In other words, while code point 65 does correspond to ASCII 'A', code point 65+128=193 does not correspond to ASCII 'A', and is not shown as 'A' in any implementations I know of. So, you cannot really use the high bit for custom purposes, unless you always strip the bit before referring to the data as a string.
Quote:
Originally Posted by rblampain
Does anyone knows if the same rule applies for other character sets (Arabic etc)? Or in UTF-8 in general?
|
ASCII does not define code points 128..255. ISO Latin variants and most Windows character sets have some undefined code points between 128 and 159. Some implementations (like iconv using default settings) will yield an error when encountering undefined code points, but most will just display some random glyph; usually a placeholder or a question mark of some sort.

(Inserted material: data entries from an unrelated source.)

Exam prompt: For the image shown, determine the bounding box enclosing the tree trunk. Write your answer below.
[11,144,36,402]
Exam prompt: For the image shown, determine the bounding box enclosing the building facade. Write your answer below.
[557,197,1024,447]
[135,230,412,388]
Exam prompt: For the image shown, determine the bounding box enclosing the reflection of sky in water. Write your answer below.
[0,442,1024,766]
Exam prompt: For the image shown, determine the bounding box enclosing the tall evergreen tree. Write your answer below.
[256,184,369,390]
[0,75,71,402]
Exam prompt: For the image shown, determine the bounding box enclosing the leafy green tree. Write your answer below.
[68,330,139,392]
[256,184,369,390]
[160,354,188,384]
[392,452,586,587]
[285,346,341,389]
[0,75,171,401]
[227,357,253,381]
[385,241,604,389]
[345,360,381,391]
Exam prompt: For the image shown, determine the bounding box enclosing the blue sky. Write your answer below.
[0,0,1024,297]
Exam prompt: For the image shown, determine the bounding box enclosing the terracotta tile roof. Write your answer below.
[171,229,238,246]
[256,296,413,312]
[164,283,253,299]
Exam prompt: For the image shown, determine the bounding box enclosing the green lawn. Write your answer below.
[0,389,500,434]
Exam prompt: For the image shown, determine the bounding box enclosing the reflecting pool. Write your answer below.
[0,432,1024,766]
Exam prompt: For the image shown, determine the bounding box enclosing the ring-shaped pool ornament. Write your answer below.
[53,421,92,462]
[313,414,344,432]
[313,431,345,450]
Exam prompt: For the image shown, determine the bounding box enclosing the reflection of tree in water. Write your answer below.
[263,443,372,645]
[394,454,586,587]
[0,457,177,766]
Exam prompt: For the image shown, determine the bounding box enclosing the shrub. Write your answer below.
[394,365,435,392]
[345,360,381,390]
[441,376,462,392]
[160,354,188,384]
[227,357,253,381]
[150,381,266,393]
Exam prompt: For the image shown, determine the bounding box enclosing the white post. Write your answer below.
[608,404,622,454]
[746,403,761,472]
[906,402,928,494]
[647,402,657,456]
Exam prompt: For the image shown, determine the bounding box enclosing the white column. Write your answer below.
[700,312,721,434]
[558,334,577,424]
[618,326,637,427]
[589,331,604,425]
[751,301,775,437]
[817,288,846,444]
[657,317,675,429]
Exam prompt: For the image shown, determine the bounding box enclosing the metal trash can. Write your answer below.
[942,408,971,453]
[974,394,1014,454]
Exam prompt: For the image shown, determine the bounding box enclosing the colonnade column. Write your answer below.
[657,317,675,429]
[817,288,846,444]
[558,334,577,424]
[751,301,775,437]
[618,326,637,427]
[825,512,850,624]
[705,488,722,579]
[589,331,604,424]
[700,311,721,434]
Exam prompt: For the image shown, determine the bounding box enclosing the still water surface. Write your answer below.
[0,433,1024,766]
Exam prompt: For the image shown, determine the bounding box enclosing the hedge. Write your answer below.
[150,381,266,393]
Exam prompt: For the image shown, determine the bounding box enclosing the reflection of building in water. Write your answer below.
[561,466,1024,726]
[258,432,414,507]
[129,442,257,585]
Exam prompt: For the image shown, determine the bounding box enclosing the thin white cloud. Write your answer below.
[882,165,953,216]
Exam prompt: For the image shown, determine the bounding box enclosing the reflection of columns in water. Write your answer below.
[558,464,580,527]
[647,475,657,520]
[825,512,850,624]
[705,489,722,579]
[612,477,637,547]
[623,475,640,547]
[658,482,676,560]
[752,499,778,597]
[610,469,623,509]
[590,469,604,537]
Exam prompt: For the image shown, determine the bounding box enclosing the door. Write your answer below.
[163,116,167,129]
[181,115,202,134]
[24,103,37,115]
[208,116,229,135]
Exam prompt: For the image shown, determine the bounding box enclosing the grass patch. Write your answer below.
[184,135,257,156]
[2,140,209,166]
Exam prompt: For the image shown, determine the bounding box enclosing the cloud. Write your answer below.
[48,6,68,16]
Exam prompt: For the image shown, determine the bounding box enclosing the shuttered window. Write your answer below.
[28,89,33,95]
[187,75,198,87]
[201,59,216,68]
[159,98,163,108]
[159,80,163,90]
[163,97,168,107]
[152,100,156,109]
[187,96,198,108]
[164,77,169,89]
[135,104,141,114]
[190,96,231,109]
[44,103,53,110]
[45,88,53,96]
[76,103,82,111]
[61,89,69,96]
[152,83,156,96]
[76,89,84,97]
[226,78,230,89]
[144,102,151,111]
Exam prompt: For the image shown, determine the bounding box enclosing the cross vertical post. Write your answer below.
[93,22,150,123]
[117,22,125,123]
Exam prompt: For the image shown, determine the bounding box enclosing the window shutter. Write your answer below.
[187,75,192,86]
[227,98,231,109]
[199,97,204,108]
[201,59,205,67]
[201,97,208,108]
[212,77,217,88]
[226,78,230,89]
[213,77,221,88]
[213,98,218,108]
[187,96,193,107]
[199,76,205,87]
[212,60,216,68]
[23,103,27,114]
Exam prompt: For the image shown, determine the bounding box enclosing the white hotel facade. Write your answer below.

ASCII, ISO Latin, Windows Western European, and UTF-8 all have the same control characters at code points 0 (NUL) through 31 (US, unit separator), of which only 7..13 and 27 are commonly used. UTF-8 has an additional 32 control characters at code points 128 through 159, but I have never encountered them. See
Wikibooks for example. Variants of UTF-8 allow encoding any ASCII character using two bytes (192, code+128), which any UTF-8 consumer should understand as ASCII characters; widely used
modified UTF-8 allows this for the NUL (ASCII zero) only.
Honestly, I'd say your assumption is invalid even for ASCII. While some variant may be possible in specific character sets, the entire idea -- considering the possible incompatibilities it likely introduces -- sounds a bit loony to me. You can always use a custom character encoding, or escape sequences, if you need to embed extra information into a string. If you need a fixed number of additional bits per each character or byte, use parallel but separate storage.
Here is one escape sequence mapping I've used:
Code:
\ \/
< \{
> \}
& \?
" \,
; \.
It is trivial to apply (escape) and reverse (de-escape), and aside from backslash, none of the escaped characters appear in the escaped data; thus you can use the five characters for custom markup. You can trivially check if data has already been escaped properly. Overhead (processing and extra space used) is minimal.